Quando Ruth voltou mais tarde naquela noite, com os olhos vermelhos
por causa da lanterna e dos oito cigarros More que tinha fumado, sua mãe a
recebeu com um sorriso e lhe disse que tinha torta de mirtilo na cozinha. Ruth
precisou de alguns dias e de algumas pesquisas não relacionadas com Susie
Salmon, mas descobriu por que tinha comido a torta inteira de uma vez só.

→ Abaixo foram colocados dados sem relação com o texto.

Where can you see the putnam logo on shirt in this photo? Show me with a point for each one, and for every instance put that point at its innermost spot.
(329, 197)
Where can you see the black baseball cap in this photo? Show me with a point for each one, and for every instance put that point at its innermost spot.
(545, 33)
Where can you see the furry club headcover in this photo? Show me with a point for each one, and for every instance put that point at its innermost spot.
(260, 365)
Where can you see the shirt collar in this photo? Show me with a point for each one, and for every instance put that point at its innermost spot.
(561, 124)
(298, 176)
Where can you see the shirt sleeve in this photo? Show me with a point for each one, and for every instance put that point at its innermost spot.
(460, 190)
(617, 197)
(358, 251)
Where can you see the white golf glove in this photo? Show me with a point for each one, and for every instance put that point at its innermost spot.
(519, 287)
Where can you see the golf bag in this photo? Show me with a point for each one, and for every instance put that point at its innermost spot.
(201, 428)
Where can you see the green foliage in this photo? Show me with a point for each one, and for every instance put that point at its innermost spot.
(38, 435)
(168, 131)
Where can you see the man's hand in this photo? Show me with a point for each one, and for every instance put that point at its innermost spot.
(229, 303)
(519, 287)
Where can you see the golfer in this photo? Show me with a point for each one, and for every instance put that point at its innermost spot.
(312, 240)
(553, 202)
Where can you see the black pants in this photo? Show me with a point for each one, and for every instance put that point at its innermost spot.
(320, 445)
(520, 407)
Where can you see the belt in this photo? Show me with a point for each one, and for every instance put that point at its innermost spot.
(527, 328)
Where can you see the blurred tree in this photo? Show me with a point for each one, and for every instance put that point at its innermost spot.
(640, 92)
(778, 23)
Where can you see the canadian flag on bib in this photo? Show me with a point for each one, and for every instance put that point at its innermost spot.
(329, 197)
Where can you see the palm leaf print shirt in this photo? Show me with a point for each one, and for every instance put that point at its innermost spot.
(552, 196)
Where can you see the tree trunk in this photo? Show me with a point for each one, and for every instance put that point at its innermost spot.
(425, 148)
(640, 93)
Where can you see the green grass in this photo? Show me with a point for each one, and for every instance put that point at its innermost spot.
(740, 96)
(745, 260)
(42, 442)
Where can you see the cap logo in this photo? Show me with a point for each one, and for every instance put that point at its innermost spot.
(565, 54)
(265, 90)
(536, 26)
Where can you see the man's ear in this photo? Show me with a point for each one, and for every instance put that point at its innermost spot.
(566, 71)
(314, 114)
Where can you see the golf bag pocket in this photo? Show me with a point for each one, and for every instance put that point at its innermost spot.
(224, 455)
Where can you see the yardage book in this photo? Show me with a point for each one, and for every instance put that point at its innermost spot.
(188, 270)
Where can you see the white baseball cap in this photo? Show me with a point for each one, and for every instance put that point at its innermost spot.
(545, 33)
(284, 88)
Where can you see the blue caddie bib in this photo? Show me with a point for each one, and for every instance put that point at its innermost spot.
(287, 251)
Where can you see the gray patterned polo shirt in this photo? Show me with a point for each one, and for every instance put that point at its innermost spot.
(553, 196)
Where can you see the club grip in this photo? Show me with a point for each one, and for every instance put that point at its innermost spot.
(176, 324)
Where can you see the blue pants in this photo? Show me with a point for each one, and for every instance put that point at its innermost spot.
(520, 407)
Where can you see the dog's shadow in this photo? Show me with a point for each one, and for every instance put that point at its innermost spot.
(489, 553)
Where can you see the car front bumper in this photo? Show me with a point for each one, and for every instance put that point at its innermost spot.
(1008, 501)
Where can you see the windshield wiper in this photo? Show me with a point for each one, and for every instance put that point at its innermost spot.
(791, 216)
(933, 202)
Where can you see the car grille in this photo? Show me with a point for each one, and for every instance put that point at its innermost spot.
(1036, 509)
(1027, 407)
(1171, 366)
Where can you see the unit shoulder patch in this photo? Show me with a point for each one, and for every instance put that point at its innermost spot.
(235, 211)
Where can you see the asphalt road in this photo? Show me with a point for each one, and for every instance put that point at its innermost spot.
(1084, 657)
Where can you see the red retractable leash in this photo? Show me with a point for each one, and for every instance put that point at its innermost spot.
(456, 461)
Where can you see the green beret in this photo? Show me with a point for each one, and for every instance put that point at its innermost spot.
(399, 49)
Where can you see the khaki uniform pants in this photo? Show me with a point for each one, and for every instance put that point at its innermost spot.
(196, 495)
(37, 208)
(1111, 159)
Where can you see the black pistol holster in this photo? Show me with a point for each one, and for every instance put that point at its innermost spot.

O ar do meu céu muitas vezes cheirava a gambá — só um pouquinho. Era
um cheiro que eu sempre tinha adorado na Terra. Quando o sentia, além do
aroma em si, eu tinha a sensação do cheiro. Era o medo e o poder do animal
misturados para formar um cheiro almiscarado, pungente e duradouro. O céu
da Franny tinha cheiro de tabaco puro classe A. O da Holly tinha cheiro de
cumquat.
Eu passava dias e noites inteiros sentada no mirante olhando. Vendo
Clarissa se afastar de mim em direção ao reconforto de Brian. Vendo Ruth
encará-la de trás de um canto perto da sala de prendas domésticas ou do lado
de fora do refeitório perto de onde ficava a enfermeira. No começo, a
liberdade que eu tinha de ver o colégio inteiro era inebriante. Eu via O
treinador de futebol assistente deixar chocolates anônimos para a professora
ciências casada, ou a chefe de torcida tentando chamar a atenção de um
menino que tinha sido expulso tantas vezes, de tantos colégios, que até ele
tinha perdido a conta. Via o professor de artes transar com a namorada na sala
do forno de cerâmica, e o diretor olhar comprido para o treinador de futebol
assistente. Conclui que esse treinador de futebol assistente era um garanhão
no universo do ginásio Kennet, mesmo que seu maxilar quadrado não tivesse
efeito nenhum sobre mim.
Todas as noites, no caminho de volta para o duplex, eu passava debaixo
de postes de luz antigos que tinha visto certa vez em uma peça de teatro. Os
globos de luz ficavam pendurados no poste formando arcos. Eu me lembrava
deles porque, quando assisti à peça com meus pais, tinha-os achado
gigantescos, pesadas bagas cheias de luz.No céu,eu brincava de me posicionar
de modo que a minha sombra furasse as bagas enquanto caminhava para
casa.
Depois de ficar olhando Ruth certa noite, encontrei Franny enquanto fazia
isso. À praça estava deserta,e as folhas começavam a girar em um redemoinho
mais adiante. Fiquei parada e olhei para ela — para as rugas de expressão que
se acumulavam perto de seus olhos e de sua boca.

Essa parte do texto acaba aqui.